The Italian title of the film mimics Scorsese’s Goodfellas (Quei bravi ragazzi in Italian) and does indeed tell a story about the Sicilian Mafia, but imbued with a completely farcical tone. The production, staged by Marco Belardi of Lotus, together with Medusa, entrusted the direction to a bankable name from the Taodue stable: Padua-born Enrico Lando, the creator and director of the popular TV series I soliti idioti, which, when combined with the two even more successful film versions, has grossed €20 million. What is interesting (some might even say perplexing) is that the film stems from an idea developed by a fan, Ciro Zecca, subsequently turned into a screenplay by Gianluca Ansanelli and Andrea Agnello.

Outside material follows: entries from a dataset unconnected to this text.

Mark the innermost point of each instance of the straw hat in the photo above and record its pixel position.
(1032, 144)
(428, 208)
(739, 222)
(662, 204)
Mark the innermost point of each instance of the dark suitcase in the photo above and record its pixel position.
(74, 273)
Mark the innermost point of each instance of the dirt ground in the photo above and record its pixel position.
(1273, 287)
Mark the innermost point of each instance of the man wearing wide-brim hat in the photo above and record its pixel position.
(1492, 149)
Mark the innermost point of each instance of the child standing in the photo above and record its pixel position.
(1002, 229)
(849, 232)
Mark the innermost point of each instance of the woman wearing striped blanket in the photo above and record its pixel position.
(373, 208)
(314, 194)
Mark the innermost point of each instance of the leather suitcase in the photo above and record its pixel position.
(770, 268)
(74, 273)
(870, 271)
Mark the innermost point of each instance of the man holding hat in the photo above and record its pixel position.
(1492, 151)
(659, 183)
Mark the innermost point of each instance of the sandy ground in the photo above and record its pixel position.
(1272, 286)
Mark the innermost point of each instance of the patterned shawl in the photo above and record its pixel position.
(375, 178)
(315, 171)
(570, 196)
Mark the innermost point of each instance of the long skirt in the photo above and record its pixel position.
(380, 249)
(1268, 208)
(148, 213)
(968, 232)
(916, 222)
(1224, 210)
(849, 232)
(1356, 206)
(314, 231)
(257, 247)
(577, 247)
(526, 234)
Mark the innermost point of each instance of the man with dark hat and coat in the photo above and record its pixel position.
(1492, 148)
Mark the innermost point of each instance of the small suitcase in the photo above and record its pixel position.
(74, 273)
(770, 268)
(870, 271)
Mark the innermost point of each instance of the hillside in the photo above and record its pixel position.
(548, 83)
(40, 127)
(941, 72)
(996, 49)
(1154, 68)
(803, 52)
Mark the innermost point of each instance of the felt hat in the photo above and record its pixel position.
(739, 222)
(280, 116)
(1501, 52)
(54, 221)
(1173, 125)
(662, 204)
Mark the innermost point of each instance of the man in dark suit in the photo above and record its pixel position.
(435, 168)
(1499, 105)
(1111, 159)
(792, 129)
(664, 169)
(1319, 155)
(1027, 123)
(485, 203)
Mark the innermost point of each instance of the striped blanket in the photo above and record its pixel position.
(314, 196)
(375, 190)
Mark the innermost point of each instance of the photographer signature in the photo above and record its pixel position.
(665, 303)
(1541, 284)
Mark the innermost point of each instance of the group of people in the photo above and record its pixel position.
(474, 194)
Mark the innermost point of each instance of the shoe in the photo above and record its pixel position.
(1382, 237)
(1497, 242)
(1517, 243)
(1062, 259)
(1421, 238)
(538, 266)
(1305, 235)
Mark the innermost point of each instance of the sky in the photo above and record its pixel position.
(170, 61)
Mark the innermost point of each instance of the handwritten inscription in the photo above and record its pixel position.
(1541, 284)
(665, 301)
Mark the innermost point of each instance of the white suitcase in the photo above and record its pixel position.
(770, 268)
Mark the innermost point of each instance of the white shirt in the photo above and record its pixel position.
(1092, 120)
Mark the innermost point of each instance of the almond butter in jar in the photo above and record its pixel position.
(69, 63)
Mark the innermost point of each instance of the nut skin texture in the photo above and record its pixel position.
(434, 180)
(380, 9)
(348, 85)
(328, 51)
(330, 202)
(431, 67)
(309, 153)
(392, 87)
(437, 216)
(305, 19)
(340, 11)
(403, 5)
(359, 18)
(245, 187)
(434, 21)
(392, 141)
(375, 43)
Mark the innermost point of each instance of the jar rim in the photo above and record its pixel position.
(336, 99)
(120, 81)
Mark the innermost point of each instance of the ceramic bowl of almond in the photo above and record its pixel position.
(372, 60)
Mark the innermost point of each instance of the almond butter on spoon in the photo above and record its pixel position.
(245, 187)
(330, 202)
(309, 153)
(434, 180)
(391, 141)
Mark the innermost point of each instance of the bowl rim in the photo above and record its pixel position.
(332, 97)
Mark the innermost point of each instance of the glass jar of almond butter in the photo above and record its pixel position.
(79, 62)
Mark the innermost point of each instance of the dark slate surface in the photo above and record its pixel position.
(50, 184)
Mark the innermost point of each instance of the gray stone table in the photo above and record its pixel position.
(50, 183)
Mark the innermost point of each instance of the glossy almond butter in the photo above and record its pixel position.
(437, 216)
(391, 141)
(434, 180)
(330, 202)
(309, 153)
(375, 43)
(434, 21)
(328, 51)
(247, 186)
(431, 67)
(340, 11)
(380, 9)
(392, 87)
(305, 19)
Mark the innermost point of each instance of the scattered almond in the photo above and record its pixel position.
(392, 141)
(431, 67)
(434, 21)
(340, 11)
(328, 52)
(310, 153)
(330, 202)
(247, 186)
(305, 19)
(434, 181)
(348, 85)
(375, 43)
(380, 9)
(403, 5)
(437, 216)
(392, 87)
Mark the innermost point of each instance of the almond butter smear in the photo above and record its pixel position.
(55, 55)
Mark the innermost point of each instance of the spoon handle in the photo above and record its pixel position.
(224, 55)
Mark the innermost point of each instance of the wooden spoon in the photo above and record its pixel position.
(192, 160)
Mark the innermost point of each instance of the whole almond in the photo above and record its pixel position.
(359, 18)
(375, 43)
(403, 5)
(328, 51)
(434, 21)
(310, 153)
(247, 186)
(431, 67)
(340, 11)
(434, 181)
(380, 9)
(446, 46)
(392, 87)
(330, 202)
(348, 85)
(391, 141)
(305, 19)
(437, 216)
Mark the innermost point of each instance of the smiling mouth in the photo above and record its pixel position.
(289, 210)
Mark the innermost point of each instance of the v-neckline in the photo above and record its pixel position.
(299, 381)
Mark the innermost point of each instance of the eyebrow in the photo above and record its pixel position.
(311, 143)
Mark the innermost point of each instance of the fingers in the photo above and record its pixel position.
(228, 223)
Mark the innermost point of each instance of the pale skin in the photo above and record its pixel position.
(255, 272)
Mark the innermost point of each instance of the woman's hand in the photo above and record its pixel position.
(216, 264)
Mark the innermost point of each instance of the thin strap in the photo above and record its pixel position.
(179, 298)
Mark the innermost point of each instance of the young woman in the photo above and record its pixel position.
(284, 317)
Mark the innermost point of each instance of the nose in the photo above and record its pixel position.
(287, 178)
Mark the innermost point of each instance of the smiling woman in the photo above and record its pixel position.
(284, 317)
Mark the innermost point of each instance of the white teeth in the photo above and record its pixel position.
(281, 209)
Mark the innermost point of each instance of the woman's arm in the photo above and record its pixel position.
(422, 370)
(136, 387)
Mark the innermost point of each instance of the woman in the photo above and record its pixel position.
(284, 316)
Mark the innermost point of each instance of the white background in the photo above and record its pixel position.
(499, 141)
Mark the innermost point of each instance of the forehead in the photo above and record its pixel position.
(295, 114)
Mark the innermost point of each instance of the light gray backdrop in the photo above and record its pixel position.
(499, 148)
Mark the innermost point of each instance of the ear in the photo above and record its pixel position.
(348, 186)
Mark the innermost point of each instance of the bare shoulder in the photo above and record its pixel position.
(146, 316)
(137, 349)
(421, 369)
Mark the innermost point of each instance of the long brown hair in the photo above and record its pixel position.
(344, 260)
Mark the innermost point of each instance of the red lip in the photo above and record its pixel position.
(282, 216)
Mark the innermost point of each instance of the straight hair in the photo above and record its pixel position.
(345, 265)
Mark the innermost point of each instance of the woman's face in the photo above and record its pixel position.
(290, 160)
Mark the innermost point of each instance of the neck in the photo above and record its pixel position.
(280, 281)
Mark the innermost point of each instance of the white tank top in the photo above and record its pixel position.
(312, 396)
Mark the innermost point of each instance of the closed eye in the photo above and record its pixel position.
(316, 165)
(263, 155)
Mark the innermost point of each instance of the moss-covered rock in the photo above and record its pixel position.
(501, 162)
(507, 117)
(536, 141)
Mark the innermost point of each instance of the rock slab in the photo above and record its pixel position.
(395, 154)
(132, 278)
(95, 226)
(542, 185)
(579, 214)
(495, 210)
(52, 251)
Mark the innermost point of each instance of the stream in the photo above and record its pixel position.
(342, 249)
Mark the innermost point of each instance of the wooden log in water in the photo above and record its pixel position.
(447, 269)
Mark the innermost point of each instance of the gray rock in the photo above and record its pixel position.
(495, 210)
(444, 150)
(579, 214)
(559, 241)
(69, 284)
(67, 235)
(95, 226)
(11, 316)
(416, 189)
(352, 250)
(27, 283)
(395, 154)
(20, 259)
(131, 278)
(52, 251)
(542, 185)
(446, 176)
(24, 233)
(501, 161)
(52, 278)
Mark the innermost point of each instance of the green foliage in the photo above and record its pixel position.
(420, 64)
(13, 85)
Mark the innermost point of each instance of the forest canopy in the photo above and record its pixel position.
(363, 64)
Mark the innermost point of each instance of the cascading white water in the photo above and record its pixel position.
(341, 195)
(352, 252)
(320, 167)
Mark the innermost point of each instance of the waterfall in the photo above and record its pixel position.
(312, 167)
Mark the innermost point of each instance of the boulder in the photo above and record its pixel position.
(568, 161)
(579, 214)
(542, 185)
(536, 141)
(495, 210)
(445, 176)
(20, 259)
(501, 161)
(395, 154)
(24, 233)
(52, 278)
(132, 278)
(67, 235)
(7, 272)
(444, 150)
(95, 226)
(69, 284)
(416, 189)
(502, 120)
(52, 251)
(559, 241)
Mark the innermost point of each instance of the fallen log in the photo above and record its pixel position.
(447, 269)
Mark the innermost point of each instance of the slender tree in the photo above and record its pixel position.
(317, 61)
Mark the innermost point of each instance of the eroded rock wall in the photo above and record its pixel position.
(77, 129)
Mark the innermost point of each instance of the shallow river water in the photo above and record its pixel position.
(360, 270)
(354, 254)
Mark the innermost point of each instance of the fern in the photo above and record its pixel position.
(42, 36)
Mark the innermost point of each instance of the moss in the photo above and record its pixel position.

The script and direction lean mainly on a young Voltairian Candide figure played by Herbert Ballerina; Lando even claims to see a modern-day Buster Keaton in Herbert. And sure enough, in the film, the main character is Leone, a naïve 30-year-old who grew up in an orphanage, who suddenly finds out that he is the son of a Sicilian Mafia boss at death’s door. Having so far only been an altar boy, he must now prepare to run his father’s “business”, surrounded by merciless henchmen and a devious lawyer who must turn this youngster who wouldn’t hurt a fly into a true “man of honour”. But the young man’s naiveté draws the attention of a pretty police officer (Daniela Virgilio) as she tries to blow the lid off the Mafia clan.
Role models cited by Herbert Ballerina range from Roberto Benigni in Johnny Stecchino, through Edward Scissorhands and Forrest Gump, to Peter Sellers in Being There. But this rather deflated brand of comedy has nothing in common with the absurd and ruthless satire of Italian society brought to life by the world of Maccio Capatonda (aka Marcello Macchia, who plays a priest in this film) – where Herbert Ballerina actually hails from. The film trundles towards its conclusion, but it only gets there thanks to the extraordinary cast that flanks and props up the main character, comprising Tony Sperandeo, Enrico Lo Verso, Ninni Bruschetta and Luigi Maria Burruano. They are all Sicilian actors who, thanks to their past performances, have restored the true face of the Mafia, and they lend themselves very well to this almost fairy tale-like vision of the “goodfellas”.